Table of Contents
- Overview of Sources
- Aggregate Functions
- Window Functions
- Exclusive Functions (Analysis Specific)
- Date & Time Functions
- String Functions
- Linear and Quadratic Regression Models
- 4PL Formula
- 4PL Fitting Algorithm
- Appendix: Functions Table
Overview of Sources
Functionality | Category | Tool | Link |
Linear and Quadratic Regression Models | Charting | statsmodels | https://www.statsmodels.org/dev/examples/notebooks/generated/wls.html |
4PL Formula | Charting | Mathworks | https://it.mathworks.com/matlabcentral/fileexchange/38122-four-parameters-logistic-regression-there-and-back-again |
4PL Fitting Algorithm | Charting | lmfit package for python | https://lmfit.github.io/lmfit-py/model.html |
Window Functions | Transforms | DuckDB | |
Aggregate Functions | Transforms | DuckDB | https://duckdb.org/docs/sql/functions/aggregates |
Computed Columns | Transforms | DuckDB and Internal (Based off of Microsoft Excel functions) |
https://duckdb.org/docs/sql/functions/aggregates |
Aggregate Functions
Aggregate functions operate on multiple rows of data and return a single result, which makes them useful for summarizing large datasets.
- average: Returns the arithmetic mean of a set of numeric values.
- count: Counts the number of non-NULL entries.
- count nulls: Counts the number of NULL values in a dataset.
- max: Returns the largest value in a dataset.
- median: Finds the median value in a set of numbers.
- min: Returns the smallest value in a dataset.
- mode: Returns the most frequent value in a dataset.
- product: Returns the product of all values in a dataset (multiplies them together).
- standard deviation: Measures the amount of variation or dispersion in a set of values.
- standard error: Measures the accuracy with which a sample distribution represents a population.
- sum: Returns the sum of all non-NULL values.
- variance: Measures how far a set of numbers are spread out from their average value.
- geometric mean: Calculates the geometric mean, which is useful when dealing with percentages or rates of change.

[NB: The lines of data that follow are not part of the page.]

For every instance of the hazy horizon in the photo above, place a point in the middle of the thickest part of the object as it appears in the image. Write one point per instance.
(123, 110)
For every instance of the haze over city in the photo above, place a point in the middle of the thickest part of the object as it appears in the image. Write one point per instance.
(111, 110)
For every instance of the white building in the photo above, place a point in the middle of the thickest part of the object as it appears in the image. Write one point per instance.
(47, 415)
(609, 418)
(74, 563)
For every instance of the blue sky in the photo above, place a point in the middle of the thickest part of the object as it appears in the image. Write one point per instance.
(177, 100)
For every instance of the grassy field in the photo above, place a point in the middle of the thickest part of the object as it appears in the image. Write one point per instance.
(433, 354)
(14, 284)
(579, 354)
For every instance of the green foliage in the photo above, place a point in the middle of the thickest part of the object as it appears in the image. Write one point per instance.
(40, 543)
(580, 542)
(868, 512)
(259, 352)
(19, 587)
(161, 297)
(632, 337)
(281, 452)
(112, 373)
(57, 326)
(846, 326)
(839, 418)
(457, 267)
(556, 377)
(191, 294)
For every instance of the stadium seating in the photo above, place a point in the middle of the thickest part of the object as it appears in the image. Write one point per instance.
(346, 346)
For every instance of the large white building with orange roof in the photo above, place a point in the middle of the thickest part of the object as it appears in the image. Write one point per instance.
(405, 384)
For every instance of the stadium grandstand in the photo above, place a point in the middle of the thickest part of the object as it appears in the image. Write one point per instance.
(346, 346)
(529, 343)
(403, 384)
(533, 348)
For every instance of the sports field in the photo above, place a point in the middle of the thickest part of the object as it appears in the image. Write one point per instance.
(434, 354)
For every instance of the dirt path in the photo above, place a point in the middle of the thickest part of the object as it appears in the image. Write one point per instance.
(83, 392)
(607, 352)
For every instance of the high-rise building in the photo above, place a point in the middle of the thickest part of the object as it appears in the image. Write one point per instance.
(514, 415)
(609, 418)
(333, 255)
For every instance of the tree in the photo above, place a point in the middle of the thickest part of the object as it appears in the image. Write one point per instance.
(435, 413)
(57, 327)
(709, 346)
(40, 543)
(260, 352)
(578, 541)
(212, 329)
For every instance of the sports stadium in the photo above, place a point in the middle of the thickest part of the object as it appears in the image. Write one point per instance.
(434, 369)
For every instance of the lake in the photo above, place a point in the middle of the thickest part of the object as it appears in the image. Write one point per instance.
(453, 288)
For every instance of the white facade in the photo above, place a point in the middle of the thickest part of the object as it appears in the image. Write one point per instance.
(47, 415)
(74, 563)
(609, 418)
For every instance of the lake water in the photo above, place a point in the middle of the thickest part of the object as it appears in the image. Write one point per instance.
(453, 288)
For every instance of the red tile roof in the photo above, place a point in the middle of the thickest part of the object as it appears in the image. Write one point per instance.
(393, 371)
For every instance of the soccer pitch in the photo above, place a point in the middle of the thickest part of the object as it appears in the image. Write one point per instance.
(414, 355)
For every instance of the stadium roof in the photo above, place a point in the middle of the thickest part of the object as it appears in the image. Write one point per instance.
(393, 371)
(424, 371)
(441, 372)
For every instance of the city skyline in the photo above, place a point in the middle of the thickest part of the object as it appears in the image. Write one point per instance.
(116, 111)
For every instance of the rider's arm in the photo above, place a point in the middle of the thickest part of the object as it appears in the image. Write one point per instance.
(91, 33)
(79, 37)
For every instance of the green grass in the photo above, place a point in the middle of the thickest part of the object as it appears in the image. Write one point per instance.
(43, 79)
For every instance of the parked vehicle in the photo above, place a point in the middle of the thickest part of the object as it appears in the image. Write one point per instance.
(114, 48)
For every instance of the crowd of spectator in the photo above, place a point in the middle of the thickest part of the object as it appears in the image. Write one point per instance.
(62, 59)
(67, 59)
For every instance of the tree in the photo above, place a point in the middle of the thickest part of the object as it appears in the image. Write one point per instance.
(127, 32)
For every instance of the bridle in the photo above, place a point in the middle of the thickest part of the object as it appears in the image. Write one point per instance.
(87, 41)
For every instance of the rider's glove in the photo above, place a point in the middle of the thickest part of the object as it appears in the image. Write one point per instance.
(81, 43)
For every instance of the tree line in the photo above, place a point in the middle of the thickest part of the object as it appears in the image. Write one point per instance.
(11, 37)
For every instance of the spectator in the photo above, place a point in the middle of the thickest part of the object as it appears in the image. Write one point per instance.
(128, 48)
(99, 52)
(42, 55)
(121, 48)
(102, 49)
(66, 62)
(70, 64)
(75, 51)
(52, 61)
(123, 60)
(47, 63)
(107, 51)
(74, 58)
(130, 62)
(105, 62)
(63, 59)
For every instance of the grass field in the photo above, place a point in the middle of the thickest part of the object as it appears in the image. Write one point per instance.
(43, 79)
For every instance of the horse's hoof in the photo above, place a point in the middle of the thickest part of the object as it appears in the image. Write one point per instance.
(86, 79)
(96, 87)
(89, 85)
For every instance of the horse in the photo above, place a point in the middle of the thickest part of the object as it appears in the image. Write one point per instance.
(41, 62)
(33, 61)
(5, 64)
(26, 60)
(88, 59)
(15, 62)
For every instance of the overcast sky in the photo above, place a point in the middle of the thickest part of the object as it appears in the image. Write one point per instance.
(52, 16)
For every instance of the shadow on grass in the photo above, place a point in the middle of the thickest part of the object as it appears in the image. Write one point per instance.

- text concat: Concatenates (joins) multiple text values into one.
Window Functions
Window functions perform a calculation across a set of table rows that are somehow related to the current row. Unlike aggregate functions, window functions do not group the result into a single row.
- first: Returns the first value in the window of rows.
- lag: Returns the value of a preceding row at a given offset.
- last: Returns the last value in the window of rows.
- lead: Returns the value of the following row at a given offset.
- cume dist: Calculates the cumulative distribution of a value within its partition.
- dense rank: Assigns ranks to rows without gaps in ranking values.
- percent rank: Returns the relative rank of a row as a percentage of the total.
- rank: Assigns a rank to each row within a partition, with gaps if there are ties.
- row number: Assigns a unique sequential integer to rows within a partition.
Exclusive Functions (Analysis Specific)
These are functions that are specific to certain contexts like notebook environments or particular analyses.
- countblanks: Counts the number of blank or NULL values in a dataset.
- geomean: Computes the geometric mean in specific notebook environments.
Date & Time Functions
Date functions help to manipulate and analyze date and time values.
- datebucket: Aggregates date or timestamp values into defined time intervals or "buckets."
- dateconvert: Converts a date to another format or data type.
- datetif: Returns the difference between two dates in a specified unit (e.g., days, months).
- datetrunc: Truncates a date or time to a specified precision (e.g., month, day).
String Functions
- split: Splits a string into an array based on a specified delimiter.
- extract: Extracts a substring or a portion of a string.
Linear and Quadratic Regression Models
- Linear Regression: This is a fundamental statistical method used to model the relationship between a dependent variable and one or more independent variables. The linear regression model assumes a linear relationship between the variables. Both linear and quadratic regressions use the Statsmodels library in Python for implementation. For more information, visit the Statsmodels documentation.
- Quadratic Regression: An extension of linear regression, quadratic regression models the relationship between the dependent and independent variables as a quadratic (parabolic) function. This is particularly useful when the data displays a curved pattern rather than a straight line. Like linear regression, it is implemented using the Statsmodels library.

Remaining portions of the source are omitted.